Nella Sacrestia Vecchia l’intervento è stato più radicale, con l’eliminazione delle vecchie teche che invadevano lo spazio centrale e la costruzione di due nuovi contenitori espositivi posti simmetricamente ai due fianchi che permettono di osservare i magnifici affreschi del Vecchietta sulla volta e lungo le pareti, mentre le due ante dell’Arlichiera sono state poste a definire il perimetro della sala grazie a un sistema metallico che le espone con la massima trasparenza e possibilità di visione. Le due nuove teche sono oggetti con una presenza volumetrica e materica sofisticata, trattate come preziosi manufatti in cristallo, metallo nero e velluto rosso in cui sono state selezionate le reliquie presenti nel momento in cui il Vecchietta fu chiamato a intervenire per rendere evidente il dialogo simbolico tra la narrazione teologica sulle pareti e i manufatti custoditi veri oggetti di culto dei pellegrini. Le tavole dell’Arliquiera sono sospese da un elegante sistema di elementi metallici e tiranti che definiscono lo spazio esistente e, insieme, proteggono visivamente l’accesso al terzo luogo dell’intervento, rappresentato dalla Chiesa dell’Ospedale.

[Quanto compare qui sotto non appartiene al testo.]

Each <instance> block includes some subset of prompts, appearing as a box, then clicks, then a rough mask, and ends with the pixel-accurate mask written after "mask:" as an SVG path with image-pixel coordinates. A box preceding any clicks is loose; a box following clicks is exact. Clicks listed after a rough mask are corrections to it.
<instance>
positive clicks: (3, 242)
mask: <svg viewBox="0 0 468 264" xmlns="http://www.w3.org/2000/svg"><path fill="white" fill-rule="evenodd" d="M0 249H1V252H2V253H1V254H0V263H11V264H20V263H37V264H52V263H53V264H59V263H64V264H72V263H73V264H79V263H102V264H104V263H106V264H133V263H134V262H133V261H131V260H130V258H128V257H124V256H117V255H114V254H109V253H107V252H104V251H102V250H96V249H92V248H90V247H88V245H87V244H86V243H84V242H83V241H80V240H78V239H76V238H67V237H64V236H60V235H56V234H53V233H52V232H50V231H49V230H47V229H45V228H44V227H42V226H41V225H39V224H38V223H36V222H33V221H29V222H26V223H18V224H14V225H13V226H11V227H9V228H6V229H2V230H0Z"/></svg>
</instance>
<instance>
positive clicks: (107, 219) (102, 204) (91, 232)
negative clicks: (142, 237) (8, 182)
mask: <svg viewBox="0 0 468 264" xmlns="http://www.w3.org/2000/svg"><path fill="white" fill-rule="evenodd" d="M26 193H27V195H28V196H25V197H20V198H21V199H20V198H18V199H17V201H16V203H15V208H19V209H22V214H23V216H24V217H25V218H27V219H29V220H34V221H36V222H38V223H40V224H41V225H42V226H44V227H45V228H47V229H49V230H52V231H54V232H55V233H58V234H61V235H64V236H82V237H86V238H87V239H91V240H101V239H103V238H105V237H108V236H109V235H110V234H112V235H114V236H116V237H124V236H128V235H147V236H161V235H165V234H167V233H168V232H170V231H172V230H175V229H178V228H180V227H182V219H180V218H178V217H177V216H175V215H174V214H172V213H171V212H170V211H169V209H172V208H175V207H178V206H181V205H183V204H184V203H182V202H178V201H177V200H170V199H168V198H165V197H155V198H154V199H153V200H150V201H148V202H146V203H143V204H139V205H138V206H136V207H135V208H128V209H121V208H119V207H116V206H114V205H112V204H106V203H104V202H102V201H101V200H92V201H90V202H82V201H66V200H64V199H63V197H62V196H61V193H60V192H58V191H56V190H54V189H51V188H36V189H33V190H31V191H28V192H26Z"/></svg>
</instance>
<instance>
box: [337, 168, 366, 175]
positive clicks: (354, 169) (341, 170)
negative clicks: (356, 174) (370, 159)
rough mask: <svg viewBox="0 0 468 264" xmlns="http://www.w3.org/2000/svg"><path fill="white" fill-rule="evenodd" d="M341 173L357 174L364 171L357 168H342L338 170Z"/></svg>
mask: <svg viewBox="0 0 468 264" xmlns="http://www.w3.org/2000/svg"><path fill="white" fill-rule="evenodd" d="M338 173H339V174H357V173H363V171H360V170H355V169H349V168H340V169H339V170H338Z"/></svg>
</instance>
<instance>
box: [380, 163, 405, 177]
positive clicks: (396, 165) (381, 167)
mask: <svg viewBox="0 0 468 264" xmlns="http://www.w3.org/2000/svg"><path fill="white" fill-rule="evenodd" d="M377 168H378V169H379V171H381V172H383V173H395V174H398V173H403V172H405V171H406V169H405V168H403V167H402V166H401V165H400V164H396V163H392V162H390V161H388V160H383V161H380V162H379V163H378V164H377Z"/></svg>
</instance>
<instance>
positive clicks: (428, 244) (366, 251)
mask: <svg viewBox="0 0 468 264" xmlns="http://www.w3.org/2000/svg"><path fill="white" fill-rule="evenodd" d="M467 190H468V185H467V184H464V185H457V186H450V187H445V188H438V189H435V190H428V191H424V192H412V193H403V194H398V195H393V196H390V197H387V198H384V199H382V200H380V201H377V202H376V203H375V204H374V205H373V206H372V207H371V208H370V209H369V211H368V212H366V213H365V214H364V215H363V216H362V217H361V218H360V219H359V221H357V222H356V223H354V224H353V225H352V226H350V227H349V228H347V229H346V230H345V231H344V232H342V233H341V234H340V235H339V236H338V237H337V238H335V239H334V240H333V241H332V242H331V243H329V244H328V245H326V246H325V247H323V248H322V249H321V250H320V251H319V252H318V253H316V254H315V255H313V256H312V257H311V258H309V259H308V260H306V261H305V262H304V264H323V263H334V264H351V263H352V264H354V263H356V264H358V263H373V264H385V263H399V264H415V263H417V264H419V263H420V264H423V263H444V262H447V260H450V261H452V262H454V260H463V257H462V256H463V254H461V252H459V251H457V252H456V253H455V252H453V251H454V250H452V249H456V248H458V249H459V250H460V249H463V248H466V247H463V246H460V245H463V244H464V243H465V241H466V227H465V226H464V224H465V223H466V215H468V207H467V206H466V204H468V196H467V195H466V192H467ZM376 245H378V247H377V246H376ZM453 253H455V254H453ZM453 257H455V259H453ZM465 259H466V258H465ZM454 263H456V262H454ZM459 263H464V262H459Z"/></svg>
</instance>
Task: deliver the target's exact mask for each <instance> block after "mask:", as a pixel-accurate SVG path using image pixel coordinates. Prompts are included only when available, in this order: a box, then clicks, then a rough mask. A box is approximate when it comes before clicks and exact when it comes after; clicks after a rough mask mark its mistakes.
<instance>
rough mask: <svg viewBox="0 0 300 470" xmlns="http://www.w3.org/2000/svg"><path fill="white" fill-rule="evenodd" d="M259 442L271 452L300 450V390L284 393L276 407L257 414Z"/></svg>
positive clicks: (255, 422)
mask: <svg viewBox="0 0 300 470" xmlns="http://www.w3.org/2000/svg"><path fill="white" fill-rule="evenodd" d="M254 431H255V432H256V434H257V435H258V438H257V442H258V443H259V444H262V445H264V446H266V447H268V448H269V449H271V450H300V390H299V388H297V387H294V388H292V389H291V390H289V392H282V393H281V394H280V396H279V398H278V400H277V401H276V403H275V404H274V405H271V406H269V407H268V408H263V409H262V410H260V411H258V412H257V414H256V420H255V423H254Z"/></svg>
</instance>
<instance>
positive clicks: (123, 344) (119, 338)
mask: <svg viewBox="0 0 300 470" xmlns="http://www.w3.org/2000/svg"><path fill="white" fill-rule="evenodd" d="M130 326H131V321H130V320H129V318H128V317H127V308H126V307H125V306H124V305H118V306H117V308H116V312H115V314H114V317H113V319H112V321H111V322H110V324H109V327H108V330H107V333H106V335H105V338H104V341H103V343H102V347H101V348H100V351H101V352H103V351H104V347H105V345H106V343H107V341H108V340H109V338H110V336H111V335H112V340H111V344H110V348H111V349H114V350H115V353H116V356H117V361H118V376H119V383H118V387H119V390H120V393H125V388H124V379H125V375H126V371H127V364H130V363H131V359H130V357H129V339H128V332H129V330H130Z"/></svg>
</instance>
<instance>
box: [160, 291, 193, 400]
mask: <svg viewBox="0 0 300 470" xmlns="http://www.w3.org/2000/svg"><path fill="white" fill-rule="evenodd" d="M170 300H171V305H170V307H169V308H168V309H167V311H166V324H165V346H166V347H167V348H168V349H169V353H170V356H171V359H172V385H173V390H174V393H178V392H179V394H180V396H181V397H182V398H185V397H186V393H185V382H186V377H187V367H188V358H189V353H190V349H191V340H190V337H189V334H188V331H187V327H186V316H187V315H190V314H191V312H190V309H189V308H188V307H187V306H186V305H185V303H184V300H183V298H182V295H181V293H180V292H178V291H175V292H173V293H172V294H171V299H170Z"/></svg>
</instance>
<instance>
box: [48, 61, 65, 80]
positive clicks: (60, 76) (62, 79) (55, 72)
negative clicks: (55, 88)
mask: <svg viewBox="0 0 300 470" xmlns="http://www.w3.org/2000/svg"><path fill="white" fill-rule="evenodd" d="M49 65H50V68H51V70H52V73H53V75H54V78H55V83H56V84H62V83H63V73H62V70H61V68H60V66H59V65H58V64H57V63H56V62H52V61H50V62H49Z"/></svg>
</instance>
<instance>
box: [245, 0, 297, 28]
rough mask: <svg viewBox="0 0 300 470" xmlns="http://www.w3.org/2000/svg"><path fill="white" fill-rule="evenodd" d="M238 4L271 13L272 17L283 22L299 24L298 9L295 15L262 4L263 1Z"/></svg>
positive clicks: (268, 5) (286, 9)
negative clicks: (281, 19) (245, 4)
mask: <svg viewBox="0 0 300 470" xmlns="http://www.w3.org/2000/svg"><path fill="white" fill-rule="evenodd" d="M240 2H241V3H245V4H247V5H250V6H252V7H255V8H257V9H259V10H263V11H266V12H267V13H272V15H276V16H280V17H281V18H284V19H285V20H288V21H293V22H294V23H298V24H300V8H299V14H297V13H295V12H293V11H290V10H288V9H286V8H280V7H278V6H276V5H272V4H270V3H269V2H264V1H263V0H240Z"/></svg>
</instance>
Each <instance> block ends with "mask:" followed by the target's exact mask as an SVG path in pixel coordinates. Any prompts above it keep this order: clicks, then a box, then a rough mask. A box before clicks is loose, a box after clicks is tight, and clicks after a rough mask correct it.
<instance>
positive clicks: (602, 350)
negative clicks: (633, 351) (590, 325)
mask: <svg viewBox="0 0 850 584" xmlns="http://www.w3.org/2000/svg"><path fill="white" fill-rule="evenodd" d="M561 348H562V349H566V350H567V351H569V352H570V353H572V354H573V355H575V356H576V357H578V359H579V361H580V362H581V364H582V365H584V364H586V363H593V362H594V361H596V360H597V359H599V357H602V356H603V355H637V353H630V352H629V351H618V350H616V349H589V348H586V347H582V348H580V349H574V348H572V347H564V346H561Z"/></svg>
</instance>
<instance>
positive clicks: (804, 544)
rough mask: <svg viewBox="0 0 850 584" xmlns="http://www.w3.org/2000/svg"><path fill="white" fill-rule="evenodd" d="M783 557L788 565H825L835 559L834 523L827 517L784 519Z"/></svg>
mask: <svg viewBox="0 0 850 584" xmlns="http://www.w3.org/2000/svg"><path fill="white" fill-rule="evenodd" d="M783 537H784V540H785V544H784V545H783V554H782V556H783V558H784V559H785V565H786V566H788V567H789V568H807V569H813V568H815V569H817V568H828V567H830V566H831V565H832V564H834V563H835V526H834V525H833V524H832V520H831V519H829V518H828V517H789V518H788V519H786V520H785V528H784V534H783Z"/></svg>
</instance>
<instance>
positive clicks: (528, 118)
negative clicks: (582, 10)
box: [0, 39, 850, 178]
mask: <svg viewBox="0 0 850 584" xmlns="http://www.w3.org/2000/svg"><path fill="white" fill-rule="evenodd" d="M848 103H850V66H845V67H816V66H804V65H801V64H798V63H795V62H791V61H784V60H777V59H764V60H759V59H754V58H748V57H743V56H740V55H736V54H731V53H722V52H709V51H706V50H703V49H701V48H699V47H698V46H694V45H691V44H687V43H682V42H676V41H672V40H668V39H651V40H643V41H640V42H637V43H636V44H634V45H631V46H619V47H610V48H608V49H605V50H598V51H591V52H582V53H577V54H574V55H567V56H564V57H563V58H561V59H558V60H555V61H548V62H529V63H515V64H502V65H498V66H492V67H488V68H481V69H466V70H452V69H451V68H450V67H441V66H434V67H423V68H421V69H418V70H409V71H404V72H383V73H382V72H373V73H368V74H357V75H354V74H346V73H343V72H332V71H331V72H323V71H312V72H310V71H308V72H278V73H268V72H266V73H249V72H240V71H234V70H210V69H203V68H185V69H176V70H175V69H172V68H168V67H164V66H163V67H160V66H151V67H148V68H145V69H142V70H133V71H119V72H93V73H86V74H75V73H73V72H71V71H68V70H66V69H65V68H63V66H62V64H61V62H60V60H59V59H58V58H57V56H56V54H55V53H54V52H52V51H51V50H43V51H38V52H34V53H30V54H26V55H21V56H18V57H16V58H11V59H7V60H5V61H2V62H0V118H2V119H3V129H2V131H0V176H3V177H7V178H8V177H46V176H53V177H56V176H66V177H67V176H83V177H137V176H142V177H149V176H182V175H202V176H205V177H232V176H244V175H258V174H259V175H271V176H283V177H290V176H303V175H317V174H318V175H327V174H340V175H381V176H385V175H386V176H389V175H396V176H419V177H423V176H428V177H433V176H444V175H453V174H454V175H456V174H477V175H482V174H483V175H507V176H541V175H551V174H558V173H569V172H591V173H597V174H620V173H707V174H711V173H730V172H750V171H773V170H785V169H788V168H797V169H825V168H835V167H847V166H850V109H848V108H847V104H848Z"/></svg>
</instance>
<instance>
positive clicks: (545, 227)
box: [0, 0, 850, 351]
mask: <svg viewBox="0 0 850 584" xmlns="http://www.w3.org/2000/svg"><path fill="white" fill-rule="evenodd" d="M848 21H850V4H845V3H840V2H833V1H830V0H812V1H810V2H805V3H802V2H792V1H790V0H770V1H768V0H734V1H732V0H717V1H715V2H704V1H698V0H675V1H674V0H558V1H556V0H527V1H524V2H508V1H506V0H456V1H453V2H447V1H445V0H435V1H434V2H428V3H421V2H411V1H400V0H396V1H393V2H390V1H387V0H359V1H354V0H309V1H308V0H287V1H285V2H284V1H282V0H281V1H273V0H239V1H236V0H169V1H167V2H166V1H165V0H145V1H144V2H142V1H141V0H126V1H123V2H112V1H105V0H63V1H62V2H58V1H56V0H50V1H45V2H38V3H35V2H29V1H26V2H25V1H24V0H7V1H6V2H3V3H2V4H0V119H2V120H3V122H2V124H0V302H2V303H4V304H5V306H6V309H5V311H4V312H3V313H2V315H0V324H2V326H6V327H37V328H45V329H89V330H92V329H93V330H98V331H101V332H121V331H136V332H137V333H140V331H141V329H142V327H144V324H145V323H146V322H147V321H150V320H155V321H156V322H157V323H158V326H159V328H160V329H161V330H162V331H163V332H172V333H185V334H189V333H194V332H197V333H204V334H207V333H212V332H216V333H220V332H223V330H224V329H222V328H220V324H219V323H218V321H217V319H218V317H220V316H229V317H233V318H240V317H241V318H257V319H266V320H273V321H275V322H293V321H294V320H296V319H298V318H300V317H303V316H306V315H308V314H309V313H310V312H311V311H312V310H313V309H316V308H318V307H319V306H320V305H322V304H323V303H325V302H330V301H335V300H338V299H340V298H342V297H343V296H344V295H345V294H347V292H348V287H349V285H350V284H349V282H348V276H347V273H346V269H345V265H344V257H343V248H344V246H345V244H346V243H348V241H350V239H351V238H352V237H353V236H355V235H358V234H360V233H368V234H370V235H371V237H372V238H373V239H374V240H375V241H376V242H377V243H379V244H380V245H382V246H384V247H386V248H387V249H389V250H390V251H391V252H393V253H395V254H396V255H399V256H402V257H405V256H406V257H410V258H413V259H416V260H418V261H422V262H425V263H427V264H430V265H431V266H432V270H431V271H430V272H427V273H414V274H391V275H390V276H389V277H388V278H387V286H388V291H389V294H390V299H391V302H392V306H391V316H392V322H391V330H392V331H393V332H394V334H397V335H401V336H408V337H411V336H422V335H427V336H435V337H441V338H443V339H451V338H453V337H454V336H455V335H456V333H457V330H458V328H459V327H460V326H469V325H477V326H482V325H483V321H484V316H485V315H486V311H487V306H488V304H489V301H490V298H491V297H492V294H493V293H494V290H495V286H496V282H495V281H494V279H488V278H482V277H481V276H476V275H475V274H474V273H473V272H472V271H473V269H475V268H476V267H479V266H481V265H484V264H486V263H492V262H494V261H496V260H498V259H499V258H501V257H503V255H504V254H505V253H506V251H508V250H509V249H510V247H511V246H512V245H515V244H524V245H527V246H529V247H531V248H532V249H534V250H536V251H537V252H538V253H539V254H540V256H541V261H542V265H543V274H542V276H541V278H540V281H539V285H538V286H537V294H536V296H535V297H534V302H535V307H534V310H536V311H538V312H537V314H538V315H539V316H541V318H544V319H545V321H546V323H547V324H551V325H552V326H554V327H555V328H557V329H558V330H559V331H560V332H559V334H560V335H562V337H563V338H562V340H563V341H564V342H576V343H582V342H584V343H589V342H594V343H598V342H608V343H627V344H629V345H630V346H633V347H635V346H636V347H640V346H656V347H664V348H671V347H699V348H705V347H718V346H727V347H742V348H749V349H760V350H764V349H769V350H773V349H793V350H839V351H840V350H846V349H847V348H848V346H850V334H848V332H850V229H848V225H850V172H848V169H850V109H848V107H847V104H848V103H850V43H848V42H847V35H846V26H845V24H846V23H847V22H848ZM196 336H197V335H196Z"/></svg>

Il terzo intervento di Librizzi è una vera sorpresa che chiama la scoperta, poiché l’obiettivo è quello di portare i visitatori a vedere il Cristo bronzeo del Vecchietta appoggiato sulla cima dell’altare maggiore e quasi invisibile allo sguardo dei più. La presenza di una vecchia scala lignea retrostante l’altare e di fronte al coro cinquecentesco ha consentito al progettista di suggerire una sostituzione con un nuovo oggetto che è appena percettibile da lontano ma che, una volta svoltato il fianco dell’altare, si presenta nella sua elegante provocazione. Una struttura triangolare in metallo nero che porta due scale che permettono di salire e vedere da molto vicino la struggente scultura bronzea dal Vecchietta, oltre che di tutta la chiesa che si presta agli occhi del visitatore. La sensazione di vertigine, intellettuale e simbolica, è assoluta, come assoluta è la forma geometrica individuata da Librizzi, quasi un’attenta provocazione contemporanea in un luogo fortemente storicizzato, ma senza che si abbia mai la sensazione che il gesto sia inutile o arrogante. I tre interventi e la pubblicazione su cui si appoggiano sono un contributo fondamentale alla riscoperta del Vecchietta e alla rilettura del complesso di Santa Maria alla Scala che con questo primo, decisivo passo, si sta avviando a un processo di ripensamento che speriamo possa offrire a Siena l’ampiezza e la ricchezza di un tesoro che attende ancora di essere letto nella sua straordinaria ricchezza. Buona la prima!